As I headed to LAX after a recent trip to Los Angeles, my Lyft driver insisted that we stop at In-N-Out Burger so that I could enjoy one last California experience. We ate the burgers outside, as planes flew above us. My driver, a professional photographer, works for Lyft to supplement his irregular income. His story is common. Most drivers that I’ve encountered in California and elsewhere drive as a side job, while also, say, working in restaurants or selling real estate.
But if California’s state government has its way, driving for Lyft or Uber won’t be easy in the future. The passage of Assembly Bill 5 aims to make contract workers, like my Lyft driver, regular employees. This will bring higher pay and benefits to retained workers, but it will also increase costs, which means higher prices for customers. And if employers ultimately incur the costs of adding more regular staff, odds are that they will start to mandate when and where employees work, reducing gig-work opportunities.
Under the new law, to be permitted to hire someone as a contractor—and not as an employee—businesses must pass what’s known as the ABC test, which involves proving, in court, that the contractor is “free from control and direction” of the hiring entity, that the contractor supplies similar services to other vendors, and that the work performed falls outside the “usual course of the hiring entity’s business.” My Lyft driver, and many others, would be unable to satisfy those conditions.
AB5 is well intentioned. Contract work, with its unconventional hours and pay, is risky and unpredictable, with no benefits, and the prospect of instant termination. The law originated in a 2018 lawsuit, Dynamex Superior West v. Superior Court, involving delivery employees at Dynamex. Though the company considered them contractors, they were expected to wear uniforms and supply their own cars. They sued to be recognized as employees and won, and the suit created the ABC test. Within a year, AB5 became law.
But AB5 doesn’t account for how the labor market has changed. In an industrial economy, dependence on a single employer made sense, and attaining skills relevant to a single firm proved valuable. Finding other work, after all, could be difficult. But in a knowledge-oriented economy, where technology makes work easier to find and on-the-job skills are more commonly transferable across companies than in the past, independence can suit both employers and employees. Nontraditional work relationships include a host of different arrangements.

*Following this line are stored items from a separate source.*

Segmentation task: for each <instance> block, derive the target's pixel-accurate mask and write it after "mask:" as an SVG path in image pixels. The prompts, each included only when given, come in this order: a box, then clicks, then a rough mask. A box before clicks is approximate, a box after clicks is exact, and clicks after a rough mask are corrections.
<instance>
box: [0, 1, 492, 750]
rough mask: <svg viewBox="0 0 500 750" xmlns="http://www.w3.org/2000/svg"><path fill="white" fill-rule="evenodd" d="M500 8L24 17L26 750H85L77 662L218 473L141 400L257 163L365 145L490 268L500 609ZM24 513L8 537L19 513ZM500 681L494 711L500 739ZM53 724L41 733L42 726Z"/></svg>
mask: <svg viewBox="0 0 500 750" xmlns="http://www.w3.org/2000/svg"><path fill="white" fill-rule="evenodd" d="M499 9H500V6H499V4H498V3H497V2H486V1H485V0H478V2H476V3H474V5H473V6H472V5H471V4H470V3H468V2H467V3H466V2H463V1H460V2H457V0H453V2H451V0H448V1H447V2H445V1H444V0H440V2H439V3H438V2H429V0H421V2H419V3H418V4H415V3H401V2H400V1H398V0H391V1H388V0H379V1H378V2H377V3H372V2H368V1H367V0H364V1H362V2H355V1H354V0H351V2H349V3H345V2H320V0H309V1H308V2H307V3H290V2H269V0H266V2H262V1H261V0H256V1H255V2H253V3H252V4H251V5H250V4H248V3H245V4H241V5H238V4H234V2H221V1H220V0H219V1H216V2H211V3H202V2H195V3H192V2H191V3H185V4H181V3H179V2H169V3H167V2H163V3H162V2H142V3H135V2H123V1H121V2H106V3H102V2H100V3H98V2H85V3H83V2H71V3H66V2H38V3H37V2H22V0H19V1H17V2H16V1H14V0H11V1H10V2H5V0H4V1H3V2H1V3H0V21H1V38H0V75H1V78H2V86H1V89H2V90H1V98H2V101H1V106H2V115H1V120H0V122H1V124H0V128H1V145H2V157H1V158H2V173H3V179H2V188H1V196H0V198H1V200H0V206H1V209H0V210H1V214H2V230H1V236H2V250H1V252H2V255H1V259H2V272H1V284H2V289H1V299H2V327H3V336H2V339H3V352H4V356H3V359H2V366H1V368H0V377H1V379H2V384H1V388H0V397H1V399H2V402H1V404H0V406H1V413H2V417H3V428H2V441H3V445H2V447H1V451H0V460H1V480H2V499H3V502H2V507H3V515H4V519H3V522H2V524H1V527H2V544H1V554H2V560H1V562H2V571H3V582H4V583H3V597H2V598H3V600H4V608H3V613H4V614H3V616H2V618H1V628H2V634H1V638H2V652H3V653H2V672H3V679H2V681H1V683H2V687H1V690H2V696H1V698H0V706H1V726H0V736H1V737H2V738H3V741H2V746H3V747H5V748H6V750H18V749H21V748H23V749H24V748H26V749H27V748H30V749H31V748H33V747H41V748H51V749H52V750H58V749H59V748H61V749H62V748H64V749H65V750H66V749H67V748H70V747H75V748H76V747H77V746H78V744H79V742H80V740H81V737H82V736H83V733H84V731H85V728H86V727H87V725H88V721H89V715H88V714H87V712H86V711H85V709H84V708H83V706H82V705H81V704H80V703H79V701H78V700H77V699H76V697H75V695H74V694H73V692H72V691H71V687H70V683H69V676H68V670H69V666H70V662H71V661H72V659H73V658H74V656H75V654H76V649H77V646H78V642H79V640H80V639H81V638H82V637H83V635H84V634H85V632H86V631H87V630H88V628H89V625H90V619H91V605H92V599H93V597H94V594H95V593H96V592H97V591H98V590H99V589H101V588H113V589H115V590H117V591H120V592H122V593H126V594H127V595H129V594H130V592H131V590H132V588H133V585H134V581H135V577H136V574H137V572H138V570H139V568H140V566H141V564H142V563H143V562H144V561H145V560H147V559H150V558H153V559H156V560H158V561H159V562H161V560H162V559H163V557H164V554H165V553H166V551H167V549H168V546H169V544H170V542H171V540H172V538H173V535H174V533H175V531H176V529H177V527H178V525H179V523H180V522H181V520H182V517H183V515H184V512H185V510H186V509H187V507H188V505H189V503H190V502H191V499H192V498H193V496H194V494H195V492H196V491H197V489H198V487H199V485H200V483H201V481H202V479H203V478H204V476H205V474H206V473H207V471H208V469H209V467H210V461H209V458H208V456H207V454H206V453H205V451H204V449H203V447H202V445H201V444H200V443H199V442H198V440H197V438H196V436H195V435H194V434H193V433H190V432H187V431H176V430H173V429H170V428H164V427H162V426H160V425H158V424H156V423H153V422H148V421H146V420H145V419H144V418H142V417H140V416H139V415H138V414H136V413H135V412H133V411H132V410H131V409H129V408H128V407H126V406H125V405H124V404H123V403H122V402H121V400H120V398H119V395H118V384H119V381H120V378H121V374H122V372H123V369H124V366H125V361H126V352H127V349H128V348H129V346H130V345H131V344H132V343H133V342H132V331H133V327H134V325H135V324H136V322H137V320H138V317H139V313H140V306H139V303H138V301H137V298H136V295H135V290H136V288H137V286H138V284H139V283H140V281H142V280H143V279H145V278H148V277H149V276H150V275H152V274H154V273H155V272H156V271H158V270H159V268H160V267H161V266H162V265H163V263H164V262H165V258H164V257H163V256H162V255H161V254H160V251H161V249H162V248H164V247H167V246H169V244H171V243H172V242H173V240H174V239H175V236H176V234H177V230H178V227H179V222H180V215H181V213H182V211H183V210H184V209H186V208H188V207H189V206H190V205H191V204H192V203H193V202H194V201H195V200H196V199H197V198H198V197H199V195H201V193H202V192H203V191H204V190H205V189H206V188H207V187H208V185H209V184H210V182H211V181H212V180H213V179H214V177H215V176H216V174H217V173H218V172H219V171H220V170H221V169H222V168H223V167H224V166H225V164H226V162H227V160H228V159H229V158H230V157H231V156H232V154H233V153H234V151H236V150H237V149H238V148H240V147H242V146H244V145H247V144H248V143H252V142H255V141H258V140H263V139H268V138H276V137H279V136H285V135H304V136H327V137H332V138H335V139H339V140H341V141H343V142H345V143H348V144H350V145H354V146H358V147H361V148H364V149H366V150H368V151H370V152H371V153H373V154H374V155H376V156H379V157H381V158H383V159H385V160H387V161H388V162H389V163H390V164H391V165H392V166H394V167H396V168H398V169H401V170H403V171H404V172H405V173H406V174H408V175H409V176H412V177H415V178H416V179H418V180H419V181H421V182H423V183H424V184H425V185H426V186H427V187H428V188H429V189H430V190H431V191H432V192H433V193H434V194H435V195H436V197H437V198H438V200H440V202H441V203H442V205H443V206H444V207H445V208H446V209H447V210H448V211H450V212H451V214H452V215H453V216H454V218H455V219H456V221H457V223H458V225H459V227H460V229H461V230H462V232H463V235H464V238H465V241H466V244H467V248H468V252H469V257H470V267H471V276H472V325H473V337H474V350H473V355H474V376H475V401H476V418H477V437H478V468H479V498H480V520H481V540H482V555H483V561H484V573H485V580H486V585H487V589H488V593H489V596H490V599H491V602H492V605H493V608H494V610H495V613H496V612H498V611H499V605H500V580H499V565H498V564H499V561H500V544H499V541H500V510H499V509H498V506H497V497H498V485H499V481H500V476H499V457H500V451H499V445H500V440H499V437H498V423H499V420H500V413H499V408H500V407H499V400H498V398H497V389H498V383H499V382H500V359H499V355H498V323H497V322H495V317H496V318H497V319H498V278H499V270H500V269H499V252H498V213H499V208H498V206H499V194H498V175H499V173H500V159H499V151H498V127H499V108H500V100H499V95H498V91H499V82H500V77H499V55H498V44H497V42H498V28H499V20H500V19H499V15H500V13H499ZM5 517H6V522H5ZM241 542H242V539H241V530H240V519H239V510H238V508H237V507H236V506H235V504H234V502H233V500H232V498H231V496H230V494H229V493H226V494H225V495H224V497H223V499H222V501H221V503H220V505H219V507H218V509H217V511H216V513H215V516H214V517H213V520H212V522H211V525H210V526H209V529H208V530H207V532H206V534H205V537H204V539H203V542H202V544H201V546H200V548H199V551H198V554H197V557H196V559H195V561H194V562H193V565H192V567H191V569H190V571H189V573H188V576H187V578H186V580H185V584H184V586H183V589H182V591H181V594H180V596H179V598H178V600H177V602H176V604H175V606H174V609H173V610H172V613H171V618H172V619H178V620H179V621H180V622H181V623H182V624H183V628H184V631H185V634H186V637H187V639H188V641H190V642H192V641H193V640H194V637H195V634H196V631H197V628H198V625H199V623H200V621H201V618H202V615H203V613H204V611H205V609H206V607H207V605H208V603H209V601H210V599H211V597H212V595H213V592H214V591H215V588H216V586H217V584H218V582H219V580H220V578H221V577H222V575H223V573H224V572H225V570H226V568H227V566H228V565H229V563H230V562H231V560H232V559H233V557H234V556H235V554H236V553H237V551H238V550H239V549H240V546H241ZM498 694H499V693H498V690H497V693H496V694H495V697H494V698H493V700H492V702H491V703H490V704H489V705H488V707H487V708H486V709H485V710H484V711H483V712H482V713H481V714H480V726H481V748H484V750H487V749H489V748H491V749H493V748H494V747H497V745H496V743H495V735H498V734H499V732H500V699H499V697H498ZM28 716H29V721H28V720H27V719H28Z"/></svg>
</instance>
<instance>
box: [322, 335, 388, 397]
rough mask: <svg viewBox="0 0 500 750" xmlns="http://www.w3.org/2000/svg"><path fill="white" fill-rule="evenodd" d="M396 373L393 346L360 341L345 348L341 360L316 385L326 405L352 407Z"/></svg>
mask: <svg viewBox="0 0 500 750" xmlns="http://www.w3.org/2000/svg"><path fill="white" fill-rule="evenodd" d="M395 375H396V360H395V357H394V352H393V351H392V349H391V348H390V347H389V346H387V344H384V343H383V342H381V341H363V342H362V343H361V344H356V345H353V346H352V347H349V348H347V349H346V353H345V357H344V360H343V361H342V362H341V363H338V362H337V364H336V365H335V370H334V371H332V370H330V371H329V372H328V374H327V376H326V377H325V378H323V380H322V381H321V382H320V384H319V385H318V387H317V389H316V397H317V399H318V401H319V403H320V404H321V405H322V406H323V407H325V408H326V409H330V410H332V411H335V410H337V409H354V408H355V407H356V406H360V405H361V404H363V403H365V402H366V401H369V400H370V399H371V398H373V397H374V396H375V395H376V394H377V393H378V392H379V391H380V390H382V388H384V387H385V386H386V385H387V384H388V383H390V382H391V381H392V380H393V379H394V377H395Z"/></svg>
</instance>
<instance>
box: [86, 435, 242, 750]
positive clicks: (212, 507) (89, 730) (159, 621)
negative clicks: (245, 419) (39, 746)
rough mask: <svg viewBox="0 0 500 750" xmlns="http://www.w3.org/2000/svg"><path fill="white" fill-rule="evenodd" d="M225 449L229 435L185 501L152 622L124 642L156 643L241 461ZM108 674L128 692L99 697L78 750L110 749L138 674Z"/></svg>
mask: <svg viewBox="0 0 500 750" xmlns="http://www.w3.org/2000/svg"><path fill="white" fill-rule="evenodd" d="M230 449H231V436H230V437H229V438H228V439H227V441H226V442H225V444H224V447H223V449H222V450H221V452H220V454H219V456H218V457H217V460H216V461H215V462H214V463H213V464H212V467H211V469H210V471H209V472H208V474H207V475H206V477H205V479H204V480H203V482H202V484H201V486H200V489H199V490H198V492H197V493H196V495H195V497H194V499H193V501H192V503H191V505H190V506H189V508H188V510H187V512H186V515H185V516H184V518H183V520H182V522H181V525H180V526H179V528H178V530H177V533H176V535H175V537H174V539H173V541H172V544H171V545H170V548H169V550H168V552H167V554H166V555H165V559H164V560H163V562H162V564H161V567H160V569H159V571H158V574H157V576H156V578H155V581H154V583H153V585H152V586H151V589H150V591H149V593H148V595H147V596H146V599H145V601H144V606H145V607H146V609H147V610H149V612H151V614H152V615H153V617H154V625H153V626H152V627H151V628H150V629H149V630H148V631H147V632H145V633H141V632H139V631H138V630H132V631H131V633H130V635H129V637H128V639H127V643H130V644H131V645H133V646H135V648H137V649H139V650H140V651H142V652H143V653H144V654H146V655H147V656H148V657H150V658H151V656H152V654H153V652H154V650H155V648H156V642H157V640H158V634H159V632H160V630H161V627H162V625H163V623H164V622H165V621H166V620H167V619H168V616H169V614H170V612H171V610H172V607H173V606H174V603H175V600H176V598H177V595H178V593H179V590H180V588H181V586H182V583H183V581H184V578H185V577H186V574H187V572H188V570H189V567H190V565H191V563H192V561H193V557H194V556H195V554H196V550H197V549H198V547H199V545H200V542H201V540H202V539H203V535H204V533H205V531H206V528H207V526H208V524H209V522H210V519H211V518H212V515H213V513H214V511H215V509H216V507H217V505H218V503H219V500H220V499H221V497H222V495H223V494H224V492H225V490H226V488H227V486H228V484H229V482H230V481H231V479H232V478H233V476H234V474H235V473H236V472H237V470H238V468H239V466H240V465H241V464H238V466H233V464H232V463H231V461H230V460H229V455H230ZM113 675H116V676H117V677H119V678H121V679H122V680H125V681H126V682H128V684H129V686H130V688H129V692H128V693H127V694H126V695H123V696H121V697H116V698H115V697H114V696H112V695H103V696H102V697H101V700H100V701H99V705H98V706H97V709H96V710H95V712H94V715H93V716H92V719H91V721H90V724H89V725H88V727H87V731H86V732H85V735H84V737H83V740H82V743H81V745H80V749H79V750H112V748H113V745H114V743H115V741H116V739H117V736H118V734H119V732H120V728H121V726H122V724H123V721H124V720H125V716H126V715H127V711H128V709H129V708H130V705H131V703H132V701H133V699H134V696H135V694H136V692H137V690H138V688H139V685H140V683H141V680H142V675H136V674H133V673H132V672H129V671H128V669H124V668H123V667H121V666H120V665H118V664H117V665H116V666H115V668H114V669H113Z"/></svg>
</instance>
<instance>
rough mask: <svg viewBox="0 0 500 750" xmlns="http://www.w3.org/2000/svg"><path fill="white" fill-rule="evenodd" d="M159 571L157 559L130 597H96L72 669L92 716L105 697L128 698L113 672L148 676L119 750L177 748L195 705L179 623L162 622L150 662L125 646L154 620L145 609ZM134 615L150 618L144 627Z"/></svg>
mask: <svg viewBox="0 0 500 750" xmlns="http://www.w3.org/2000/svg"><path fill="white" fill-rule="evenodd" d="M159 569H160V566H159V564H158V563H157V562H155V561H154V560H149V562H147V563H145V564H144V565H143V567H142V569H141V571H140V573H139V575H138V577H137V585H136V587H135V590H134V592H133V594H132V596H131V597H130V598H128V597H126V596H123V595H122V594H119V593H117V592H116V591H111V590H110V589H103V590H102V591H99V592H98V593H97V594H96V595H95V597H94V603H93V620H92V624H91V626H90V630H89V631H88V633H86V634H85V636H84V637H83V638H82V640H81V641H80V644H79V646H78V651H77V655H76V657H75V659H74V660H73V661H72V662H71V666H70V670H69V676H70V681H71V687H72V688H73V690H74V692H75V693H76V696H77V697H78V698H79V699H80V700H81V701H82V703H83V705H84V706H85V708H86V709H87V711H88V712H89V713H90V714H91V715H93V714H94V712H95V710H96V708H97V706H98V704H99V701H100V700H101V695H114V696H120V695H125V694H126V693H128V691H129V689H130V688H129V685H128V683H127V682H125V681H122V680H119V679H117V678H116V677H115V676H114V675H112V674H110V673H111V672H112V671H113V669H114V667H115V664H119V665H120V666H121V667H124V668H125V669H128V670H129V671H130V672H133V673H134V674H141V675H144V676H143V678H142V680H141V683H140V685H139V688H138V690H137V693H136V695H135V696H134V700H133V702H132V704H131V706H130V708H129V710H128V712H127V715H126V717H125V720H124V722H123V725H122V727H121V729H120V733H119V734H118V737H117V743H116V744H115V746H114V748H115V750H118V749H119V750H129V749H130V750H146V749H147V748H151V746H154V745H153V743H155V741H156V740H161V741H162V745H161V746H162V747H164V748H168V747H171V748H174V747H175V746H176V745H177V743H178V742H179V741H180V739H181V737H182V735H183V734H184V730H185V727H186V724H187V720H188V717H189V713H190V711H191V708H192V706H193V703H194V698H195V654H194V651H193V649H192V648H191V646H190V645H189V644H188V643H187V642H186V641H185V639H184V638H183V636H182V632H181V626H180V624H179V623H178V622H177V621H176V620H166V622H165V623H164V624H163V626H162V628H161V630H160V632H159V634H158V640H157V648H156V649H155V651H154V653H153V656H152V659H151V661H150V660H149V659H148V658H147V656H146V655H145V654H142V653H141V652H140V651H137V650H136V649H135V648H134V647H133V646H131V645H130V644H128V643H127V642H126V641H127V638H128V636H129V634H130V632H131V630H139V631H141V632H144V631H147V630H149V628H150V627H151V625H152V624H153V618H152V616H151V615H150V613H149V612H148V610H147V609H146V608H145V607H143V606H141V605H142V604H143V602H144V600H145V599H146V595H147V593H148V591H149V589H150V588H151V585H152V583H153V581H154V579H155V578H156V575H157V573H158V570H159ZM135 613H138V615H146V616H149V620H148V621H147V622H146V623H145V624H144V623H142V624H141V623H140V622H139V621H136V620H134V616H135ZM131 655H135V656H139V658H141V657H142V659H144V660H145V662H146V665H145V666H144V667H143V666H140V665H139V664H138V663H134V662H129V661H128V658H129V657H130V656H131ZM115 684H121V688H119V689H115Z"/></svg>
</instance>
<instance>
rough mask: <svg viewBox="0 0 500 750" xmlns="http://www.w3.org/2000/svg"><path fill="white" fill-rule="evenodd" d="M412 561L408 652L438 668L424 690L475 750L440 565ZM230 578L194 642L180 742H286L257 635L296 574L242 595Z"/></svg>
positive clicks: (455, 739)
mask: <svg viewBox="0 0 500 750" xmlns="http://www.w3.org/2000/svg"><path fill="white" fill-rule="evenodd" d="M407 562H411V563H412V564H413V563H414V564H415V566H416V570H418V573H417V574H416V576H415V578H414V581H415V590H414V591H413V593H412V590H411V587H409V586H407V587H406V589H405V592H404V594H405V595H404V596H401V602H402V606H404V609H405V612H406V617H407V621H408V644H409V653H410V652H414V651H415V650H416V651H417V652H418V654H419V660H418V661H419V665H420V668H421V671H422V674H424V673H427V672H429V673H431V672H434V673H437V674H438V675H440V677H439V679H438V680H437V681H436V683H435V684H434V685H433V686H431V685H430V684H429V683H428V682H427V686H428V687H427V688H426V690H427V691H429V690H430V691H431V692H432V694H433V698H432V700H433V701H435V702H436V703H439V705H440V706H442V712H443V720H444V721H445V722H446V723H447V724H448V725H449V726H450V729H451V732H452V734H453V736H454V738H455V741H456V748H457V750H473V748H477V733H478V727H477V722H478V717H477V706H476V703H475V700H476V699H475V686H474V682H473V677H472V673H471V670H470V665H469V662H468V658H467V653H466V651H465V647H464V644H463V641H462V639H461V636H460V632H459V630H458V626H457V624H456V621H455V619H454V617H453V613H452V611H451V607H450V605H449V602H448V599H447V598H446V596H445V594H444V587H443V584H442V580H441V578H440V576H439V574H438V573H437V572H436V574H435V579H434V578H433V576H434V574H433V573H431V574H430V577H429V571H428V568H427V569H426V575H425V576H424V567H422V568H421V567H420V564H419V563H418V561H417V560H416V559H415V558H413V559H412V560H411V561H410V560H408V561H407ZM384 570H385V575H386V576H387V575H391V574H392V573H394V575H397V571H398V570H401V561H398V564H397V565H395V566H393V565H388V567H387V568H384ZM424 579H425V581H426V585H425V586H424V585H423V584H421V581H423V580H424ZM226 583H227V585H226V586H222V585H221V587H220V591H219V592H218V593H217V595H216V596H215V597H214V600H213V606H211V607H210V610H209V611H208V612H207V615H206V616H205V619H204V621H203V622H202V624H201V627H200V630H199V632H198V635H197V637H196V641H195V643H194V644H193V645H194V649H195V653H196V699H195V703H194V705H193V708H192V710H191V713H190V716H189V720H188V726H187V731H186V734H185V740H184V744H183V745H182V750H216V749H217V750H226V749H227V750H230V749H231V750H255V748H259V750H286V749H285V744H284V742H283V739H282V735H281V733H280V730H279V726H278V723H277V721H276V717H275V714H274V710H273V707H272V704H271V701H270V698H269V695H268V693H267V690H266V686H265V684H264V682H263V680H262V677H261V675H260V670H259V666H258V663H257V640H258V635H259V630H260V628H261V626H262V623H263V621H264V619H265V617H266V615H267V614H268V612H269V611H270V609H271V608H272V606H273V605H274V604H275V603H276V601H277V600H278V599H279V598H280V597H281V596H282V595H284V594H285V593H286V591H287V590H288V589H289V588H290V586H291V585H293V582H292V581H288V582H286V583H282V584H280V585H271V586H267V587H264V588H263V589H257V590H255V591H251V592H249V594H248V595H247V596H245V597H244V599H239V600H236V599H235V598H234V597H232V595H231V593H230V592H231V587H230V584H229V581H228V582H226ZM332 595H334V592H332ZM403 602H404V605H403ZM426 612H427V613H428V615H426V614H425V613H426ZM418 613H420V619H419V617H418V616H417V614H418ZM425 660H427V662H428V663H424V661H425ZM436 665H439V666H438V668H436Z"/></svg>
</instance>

In fact, most gig workers in the U.S. don’t work full-time in this capacity. Over the past 15 years, the number of full-time contractors has been stable. According to a Federal Reserve Board survey, only 18 percent of Americans perform gig work as their primary source of income. The plurality, or 38 percent, use it to supplement income from their primary job. Overall, 30 percent of Americans do some form of gig work, and it’s common across education levels. Though contract work makes up less than 10 percent of household income for three-quarters of survey respondents, 45 percent consider it an important part of their income. The Fed concludes: “The greater subjective value placed on this income may be related to its ability to smooth out unexpected changes in earnings from main jobs even if the actual amount of money earned is relatively small.”
Gig work’s flexibility also makes it valuable as a fallback, offering extra money when people might need it most. Workers of all income levels find it valuable. It’s also a helpful option for stay-at-home parents who want to keep a toe in the labor market. Turning gig work into a regular job undermines this value because it removes its most important characteristic: flexibility.
No wonder, then, that workers and employers are pushing back. Freelance journalists are mounting a challenge to AB5 after many lost jobs. Uber and Lyft say that they’ll continue to hire drivers as contractors, but they could face legal challenges, as some trucking companies did. The truckers prevailed in court because their business takes them across state lines.
It’s true that technology is transforming the labor market, and employee protections have been reduced. But this development calls for better regulation of gig work, not effectively eliminating it. The leading Democratic presidential candidates—Joe Biden, Elizabeth Warren, Pete Buttigieg, and Bernie Sanders—have all endorsed a national version of AB5. They should remember that most workers use gig work as a form of insurance. By eliminating contractors, laws like AB5 will increase risk rather than reduce it.